The fear of weight gain alongside the desire to lose weight is the most common thing I see in my clinical practice. Not everyone in my clinic wants to lose weight but almost everyone fears gaining weight. It is present in clients regardless of body size.

This is something that is incredibly important to explore and unpack as you are healing your relationship with food, eating and your body. I don’t believe that we can just work on our relationship with food without also looking at how weight and our relationship to weight / body size / fatness plays a role. This means that we need to look at Diet Culture, and the deeper roots of Diet Culture.

So why are so scared to gain weight? And how do we get through that fear?

The short answer: Weight stigma and internalised fat phobia

First of all I want to acknowledge your feelings, and second of all I want to acknowledge the fact that this blog post will fall short of all of the intricacies of this question, which is why I have listed a list of resources at the end to add to this and to invite you to go deeper.

Thirdly, I want to acknowledge my own thin privilege. Though I have held a lot of internalised fat phobia for decades, I have not lived in a body which has been discriminated because of size.

When I think back, I can remember times, even as a pre-teen being conscious of my body and what other people might think of it, and how thinking that it was too big. Where and when did I learn that?

Where and when did you learn that your body was a problem?

It is cited that girls as young as five are body conscious and by the time they are 10 they will either have dieted or is thinking about dieting. Where do they get this message?

As kids our developmental stages are such that we cannot easily differentiate between what is not about us and what is us. We make everything about us, because this is how our brain functions at that time in our life. There can be a lot of diet messaging in the family (common), and there is also a lot of sneaky subtle messages in kids’ books and films about how certain body types are more preferred and better than others,  so no wonder we internalise this message!

Weight stigma hurts

Weight stigma hurts everyone, but it hurts people in larger bodies more. This is as a result of direct discrimination such as stereotyping, less chance of getting a higher paid job (despite qualifications), less or no option for comfortable seating in restaurants, hospitals, planes etc.

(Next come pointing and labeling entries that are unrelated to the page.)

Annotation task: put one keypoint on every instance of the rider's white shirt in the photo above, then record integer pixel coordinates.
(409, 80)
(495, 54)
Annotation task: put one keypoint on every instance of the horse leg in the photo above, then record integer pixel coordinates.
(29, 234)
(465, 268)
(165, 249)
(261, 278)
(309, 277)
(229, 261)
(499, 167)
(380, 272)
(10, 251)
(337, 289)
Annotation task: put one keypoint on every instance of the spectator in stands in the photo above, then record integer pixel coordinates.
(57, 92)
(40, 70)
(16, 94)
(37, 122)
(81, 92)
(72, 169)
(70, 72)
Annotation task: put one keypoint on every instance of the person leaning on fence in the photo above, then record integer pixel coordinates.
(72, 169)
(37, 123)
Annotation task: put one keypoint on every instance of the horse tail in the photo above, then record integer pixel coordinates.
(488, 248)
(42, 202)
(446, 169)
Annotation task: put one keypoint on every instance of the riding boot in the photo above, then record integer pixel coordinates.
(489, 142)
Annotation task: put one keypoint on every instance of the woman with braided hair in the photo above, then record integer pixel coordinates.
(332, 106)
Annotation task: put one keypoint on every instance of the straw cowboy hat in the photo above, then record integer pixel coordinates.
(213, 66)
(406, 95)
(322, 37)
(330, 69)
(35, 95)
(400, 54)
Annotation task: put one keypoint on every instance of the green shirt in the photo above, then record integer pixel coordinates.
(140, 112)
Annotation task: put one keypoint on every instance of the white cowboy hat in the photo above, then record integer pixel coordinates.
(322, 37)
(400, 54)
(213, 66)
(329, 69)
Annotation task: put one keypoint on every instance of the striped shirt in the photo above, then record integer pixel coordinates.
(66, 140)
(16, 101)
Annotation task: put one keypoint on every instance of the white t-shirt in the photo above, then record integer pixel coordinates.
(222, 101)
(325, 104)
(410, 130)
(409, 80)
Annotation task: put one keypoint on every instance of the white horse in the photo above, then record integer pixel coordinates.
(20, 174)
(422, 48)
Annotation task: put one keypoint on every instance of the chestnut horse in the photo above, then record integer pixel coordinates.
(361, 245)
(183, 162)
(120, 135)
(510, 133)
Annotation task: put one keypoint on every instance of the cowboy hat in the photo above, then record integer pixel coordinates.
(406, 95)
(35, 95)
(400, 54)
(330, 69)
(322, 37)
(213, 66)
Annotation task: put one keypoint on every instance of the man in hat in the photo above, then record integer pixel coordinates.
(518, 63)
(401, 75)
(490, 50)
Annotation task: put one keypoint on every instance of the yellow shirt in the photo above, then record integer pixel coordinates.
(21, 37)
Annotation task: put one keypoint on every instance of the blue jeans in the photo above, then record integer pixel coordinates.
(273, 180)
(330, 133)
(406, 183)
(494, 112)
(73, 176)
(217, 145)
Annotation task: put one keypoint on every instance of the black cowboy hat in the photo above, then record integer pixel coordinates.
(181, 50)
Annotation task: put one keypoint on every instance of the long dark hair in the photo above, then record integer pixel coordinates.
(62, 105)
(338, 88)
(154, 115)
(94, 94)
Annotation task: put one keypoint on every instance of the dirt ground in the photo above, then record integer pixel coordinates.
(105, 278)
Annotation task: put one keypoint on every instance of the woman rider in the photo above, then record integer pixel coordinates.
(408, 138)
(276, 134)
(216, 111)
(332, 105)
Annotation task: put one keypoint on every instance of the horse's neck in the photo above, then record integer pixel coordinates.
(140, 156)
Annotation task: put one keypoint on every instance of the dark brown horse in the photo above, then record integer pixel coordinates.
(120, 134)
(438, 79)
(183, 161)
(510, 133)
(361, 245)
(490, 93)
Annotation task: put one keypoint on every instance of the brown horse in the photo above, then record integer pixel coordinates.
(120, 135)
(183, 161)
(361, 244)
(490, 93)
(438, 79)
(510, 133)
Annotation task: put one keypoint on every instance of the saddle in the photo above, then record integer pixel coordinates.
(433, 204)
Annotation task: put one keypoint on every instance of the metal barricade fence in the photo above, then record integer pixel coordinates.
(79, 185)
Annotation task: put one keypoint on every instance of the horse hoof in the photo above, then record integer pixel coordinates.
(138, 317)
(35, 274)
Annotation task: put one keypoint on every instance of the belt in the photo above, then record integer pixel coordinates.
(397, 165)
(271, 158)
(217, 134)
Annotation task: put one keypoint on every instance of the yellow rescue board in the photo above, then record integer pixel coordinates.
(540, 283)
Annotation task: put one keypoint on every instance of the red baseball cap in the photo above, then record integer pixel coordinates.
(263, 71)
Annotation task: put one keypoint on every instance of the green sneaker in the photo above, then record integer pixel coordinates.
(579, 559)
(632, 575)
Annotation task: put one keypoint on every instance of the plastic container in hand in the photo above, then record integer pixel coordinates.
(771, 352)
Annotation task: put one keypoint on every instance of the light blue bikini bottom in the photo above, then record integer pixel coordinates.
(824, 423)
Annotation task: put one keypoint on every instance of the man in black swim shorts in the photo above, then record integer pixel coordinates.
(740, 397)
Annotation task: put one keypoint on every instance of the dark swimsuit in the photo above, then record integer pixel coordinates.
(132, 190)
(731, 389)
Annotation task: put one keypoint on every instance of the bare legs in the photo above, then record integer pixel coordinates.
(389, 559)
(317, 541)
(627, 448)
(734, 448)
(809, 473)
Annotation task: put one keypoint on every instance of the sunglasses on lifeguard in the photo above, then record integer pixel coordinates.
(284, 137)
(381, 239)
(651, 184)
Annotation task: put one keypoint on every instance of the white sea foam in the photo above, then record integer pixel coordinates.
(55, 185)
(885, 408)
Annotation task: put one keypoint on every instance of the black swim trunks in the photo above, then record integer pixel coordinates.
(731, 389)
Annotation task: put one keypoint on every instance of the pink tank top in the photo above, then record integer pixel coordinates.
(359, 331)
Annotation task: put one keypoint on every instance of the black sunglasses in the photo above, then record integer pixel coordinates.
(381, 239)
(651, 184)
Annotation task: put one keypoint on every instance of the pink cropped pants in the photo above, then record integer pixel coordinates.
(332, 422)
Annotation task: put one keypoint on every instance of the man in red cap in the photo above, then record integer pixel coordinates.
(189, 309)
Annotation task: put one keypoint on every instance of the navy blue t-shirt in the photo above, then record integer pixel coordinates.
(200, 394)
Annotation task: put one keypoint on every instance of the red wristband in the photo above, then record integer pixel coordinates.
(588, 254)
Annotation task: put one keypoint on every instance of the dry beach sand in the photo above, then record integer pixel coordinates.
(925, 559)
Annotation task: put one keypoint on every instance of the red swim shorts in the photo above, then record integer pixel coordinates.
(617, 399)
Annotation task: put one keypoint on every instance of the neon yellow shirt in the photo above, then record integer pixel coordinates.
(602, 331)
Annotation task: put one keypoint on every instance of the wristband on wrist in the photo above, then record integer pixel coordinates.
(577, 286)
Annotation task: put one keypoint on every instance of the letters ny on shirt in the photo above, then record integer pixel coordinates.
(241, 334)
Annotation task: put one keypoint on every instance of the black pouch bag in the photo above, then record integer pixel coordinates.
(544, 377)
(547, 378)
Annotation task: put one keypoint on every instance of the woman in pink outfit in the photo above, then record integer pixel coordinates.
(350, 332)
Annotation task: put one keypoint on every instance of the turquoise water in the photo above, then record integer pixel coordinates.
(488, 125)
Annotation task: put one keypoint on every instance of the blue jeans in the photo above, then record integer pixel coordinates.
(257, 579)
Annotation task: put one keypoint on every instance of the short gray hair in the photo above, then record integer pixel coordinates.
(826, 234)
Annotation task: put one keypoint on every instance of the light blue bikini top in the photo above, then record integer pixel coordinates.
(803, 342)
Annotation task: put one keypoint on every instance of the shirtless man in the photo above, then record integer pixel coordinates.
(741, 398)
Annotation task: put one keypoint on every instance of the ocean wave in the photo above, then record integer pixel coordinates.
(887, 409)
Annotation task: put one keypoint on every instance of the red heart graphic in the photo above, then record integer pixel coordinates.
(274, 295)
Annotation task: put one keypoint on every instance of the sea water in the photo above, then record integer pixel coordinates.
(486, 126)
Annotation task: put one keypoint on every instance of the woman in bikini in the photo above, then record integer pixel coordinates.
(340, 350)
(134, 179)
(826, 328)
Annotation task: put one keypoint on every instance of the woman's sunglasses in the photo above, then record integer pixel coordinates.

Others are  things like: unsolicited comments on food choices when eating, or body comments simply for walking down the street. This is something people like me in smaller bodies tend to be shielded from, thanks to our thin privilege.

Typical stereotypes of people in lager bodies are: lazy, gluttonous, lack of willpower, stupid, less intelligent amongst a few.

Weight stigma hurts people in smaller bodies too, including those who have lost weight and is now live in a smaller body. If that is you a big part of why you might be afraid of gaining weight is that you if your body gets bigger, chances are you will now be treated like a fat person, which tends to be not very nice at all.

You might have been bullied about your weight in the past or you might have had well-meaning parents or relatives who decided to try and protect you from bullying and instead put you on a diet at a young age.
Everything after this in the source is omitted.